Su familia se acercó al recinto de la ermita para poder ver la cucaña desde cerca. Candela aseguraba no haberla visto nunca y por lo tanto no sabía en qué consistía.  Esa fue su gran sorpresa, cuando vieron a lo lejos a un chico en la cúspide del palo y agarrando el gallo con una mano mientras se sostenía al madero con la otra exclamaba en voz alta: “¡Va por ti Candela!”. Y se bajó del poste sin soltar la cuerda que tenía al animal maniatado.
Qué alegría se llevaron todos cuando lo vieron llegar con el gallo a cuestas. Candelita fue la primera en felicitarlo, dándole un atrevido beso en la mejilla
-           Ya tenemos la cena, papá. ¿Veis como no ha sido tan difícil?
-           ¡Esta noche tendré que lavarte esa ropa!  -contestó Dolores fingiendo que le reñía-. Y lo peor es que no se te secará para mañana. Como tú bien sabes no tenemos otra muda para ponerte. 
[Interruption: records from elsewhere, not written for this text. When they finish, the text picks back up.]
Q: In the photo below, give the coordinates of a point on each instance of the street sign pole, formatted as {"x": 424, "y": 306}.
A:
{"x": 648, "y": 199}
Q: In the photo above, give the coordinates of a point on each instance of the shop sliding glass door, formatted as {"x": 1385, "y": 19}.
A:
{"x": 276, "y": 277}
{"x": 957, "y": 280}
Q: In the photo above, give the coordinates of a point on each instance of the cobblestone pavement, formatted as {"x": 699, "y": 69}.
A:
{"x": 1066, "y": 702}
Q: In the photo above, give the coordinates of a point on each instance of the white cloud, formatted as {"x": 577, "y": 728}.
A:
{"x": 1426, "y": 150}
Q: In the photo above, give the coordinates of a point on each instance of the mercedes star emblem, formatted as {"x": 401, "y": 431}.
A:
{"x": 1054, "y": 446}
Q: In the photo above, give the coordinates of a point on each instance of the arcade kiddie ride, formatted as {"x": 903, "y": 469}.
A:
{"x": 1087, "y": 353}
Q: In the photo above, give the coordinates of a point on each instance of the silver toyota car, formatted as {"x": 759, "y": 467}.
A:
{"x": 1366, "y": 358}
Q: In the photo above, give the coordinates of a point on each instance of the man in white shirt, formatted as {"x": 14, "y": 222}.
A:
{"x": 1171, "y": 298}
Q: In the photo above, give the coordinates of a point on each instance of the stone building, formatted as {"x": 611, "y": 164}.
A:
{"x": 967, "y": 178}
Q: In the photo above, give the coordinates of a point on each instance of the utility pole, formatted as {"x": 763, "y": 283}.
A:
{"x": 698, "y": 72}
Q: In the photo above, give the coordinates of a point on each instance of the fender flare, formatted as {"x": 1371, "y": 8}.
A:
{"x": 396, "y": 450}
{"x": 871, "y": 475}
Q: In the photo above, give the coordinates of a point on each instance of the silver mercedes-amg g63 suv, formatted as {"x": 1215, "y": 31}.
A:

-           Míralo por el lado bueno, mamá. Ahora no tendrás que comprar jabón para lavar por lo menos en un mes entero.
Todos se rieron al mismo tiempo que llegaba el cura  para darle la enhorabuena por haberse ganado la cena de esa noche para él y para toda la familia y…cómo no, la confianza de sus padres para que al menos por esa noche, aquella niña aparentemente desamparada y sola, tuviera un techo donde dormir”.
En la habitación de mi casa,  mi abuela se apagaba por momentos. Sus ojos totalmente hundidos, ya no podían verme.
-           Sigue contándome, abuela -le supliqué casi llorando-. Esta noche no quiero que dejes de hablarme.
-           ¿Tanto te interesa esta historia, hijo?
-           Es que no quiero que te duermas abuelilla. Tus ojos son muy bonitos y no quiero que los cierres nunca.
-           Está bien jovencito, te adelantaré un poco, porque veo que estas ansioso por saber de la niña.
 “Al día siguiente, la pequeña tuvo que despedirse de aquella familia que con tanto cariño la hubiera acogido para toda la vida, pero que en aquel momento no les era posible.  Ellos no podían mantenerla y yo nunca supe con seguridad qué fue de ella. Sin embargo, justo el 8 de Septiembre del año siguiente, a las siete de la mañana, al pasar el cura por el retablo de nuestra Señora de Consolación, se percató de algo. El párroco se acercó cautelosamente. Imagina la cara que pondría aquel hombre -contaba mi abuela amedrentada.
-           ¡Milagro! ¡Milagro!   -profirió el cura despavorido -¡El niño de la Virgen está llorando!
Después, más sosegado se acercó sigilosamente a la talla, y pudo comprobar con estupor que el niño que lloraba, era tan real como la vida misma”.